Information gathered from the app showed that Khavari took only a few steps during the time he was at the crime scene. But it twice recorded him as “climbing stairs.” Die Welt reports:
For the investigators, it was quickly clear what that meant: These were the two moments when Hussein K. first dragged his victim down the bank and then climbed back up.
To confirm this version of the events, the Freiburg police sent an investigator back to the scene of the crime, equipped with an iPhone. When he moved up and down the banks of the river, the Health App recorded his actions as climbing stairs. “For the first time, we correlated health and geodata,” Egetemaier says.

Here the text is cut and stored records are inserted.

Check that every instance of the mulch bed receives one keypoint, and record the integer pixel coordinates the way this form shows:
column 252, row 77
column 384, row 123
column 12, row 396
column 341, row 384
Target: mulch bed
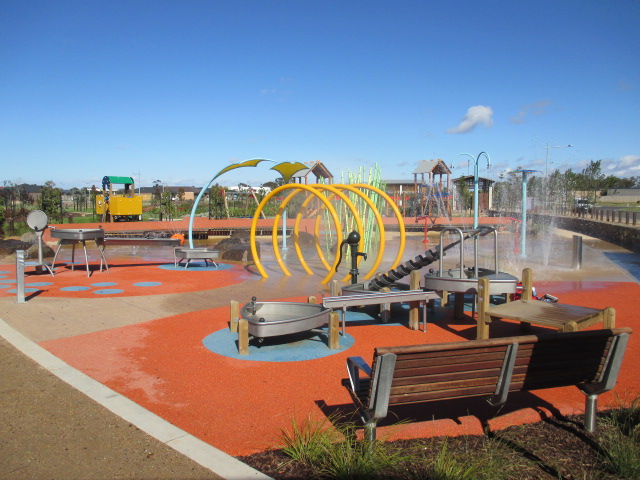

Of course, this is not the only time cell phone data alone has been used in a prosecution. Cell site data is frequently used as evidence of an individual’s location. Indeed, the Supreme Court will soon decide whether the warrantless seizure and search of cell site data violates the Fourth Amendment. Cell-set data in that case, Carpenter v. United States, was used to connect Timothy Carpenter to a series of robberies targeting, ironically, cell phones.
Health data, too, has played a significant role in solving crimes. Last summer, police arrested a Connecticut man for his wife’s murder, after data from her Fitbit showed her walking around after her husband claimed she was shot by an intruder. Similarly, an Ohio man was charged with arson last February, after his home burned to the ground. His pacemaker provided some of the key evidence against him: Data on his heart rate helped show that he had set the fire himself.
The use of Health app data in a criminal prosecution may have been a first for investigators in Freiburg, but it will likely not be the last. Indeed, as sources of relevant digital evidence continue to grow, more and more investigations are likely to hinge on such information. Today, the smoking gun isn’t a gun at all. It’s just an app.